Guerchard, stupéfait. — Vous dites ?… Un mouchoir…

Le Duc. — La maladresse de cette petite est désarmante.

Guerchard. — Un mouchoir contenant les perles du pendentif ?

Le Duc. — Oui. Vous avez vu, n’est-ce pas, au troisième étage, c’est fou.

Guerchard. — Mais non, je n’ai pas vu.

Le Duc. — Comment non ?… Ah ! c’est vrai… C’est le juge d’instruction qui a vu.

Guerchard. — Il a vu un mouchoir appartenant à Mlle Kritchnoff… Où est-il, ce mouchoir ?

Le Duc. — Le juge d’instruction a pris les perles mais le mouchoir doit être resté là-haut.

Guerchard. — Comment ! Et il ne l’a pas pris ! Non, mais quel… ! Enfin…

Il enlève son paletot, va vers la cheminée et allume la lanterne.

Le Duc. — Oh ! d’ailleurs, maintenant que vous arrêtez Mlle Kritchnoff, ce détail n’a plus d’importance.

Guerchard. — Mais si, je vous demande pardon…

Le Duc. — Comment ?

Guerchard. — Nous arrêtons Mlle Kritchnoff ; nous avons des présomptions, mais aucune preuve.

Le Duc, semblant bouleversé. — Hein ?

Guerchard. — La preuve, vous venez de nous la fournir et puisqu’elle a pu cacher les perles dans l’immeuble voisin c’est qu’elle connaissait le chemin qui y mène. Donc elle est complice.

Le Duc. — Comment, vous croyez ? Ah ! mon Dieu !… Et c’est moi… j’aurais eu l’imprudence… C’est par ma faute que vous découvrez… ?

Guerchard. — Cette lanterne… Voulez-vous m’éclairer, monsieur le duc ?

Le Duc, vivement. — Mais vous ne voulez pas que j’y aille ? Je sais où est le mouchoir.

Guerchard, vivement. — Non, non, je préfère y aller moi-même.

Le Duc, vivement. — C’est que si vous aviez voulu…

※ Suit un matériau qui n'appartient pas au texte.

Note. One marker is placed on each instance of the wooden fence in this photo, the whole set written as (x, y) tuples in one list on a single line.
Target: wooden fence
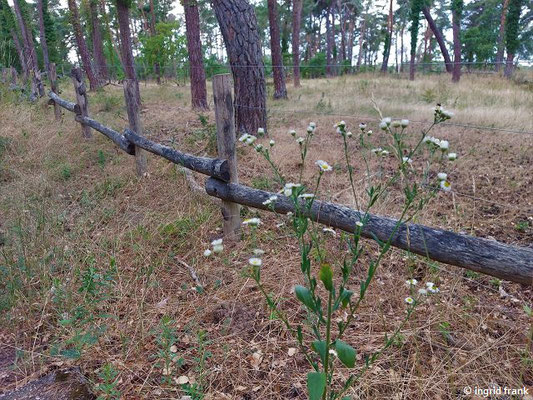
[(481, 255)]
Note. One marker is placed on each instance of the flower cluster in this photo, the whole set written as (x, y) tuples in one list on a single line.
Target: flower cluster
[(217, 247), (441, 114), (429, 289)]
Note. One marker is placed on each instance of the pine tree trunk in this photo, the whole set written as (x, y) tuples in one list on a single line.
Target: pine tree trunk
[(501, 35), (296, 22), (238, 25), (29, 48), (280, 90), (456, 76), (123, 16), (44, 46), (194, 48), (101, 69), (82, 45), (361, 43), (388, 41), (439, 37), (330, 37)]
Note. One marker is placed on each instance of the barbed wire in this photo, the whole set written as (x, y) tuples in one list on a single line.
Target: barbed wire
[(367, 118)]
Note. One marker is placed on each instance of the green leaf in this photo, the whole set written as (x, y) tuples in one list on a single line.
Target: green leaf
[(316, 384), (320, 347), (326, 276), (304, 295), (346, 353)]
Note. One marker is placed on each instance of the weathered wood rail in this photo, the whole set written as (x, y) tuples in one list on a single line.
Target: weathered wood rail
[(481, 255)]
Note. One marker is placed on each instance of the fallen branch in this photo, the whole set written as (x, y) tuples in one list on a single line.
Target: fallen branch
[(481, 255)]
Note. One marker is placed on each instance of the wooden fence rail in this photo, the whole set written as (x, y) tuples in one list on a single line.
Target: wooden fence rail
[(481, 255)]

Guerchard, même jeu. — Non… non…

Le Duc. — Permettez-moi d’insister…

Guerchard. — Inutile !… À bout de bras, n’est ce pas ?

Le Duc. — Oui.

Guerchard. — Cinq minutes seulement… Ça ne vous fatiguera pas ?

Le Duc. — Non, non. (Guerchard disparait sous la cheminée. Le duc, au bout d’un instant, accroche la lanterne dans l’intérieur de la cheminée.) Ça va comme ça…

Voix de Guerchard. — Oui, c’est ça, c’est très bien.

Le duc se précipite vers la porte de droite et l’ouvre. Parait Sonia, habillée pour sortir.

Le Duc, retournant prendre la lanterne. — Vite !

Sonia. — Mon Dieu !

Le Duc. — Il y a un mandat d’arrêt contre vous.

Sonia, affolée. — Je suis perdue !

Le Duc. — Non. Vous allez partir.

Sonia. — Partir !… Mais comment ?… Guerchard ?

Le Duc. — Écoutez. Je vous téléphonerai demain matin à…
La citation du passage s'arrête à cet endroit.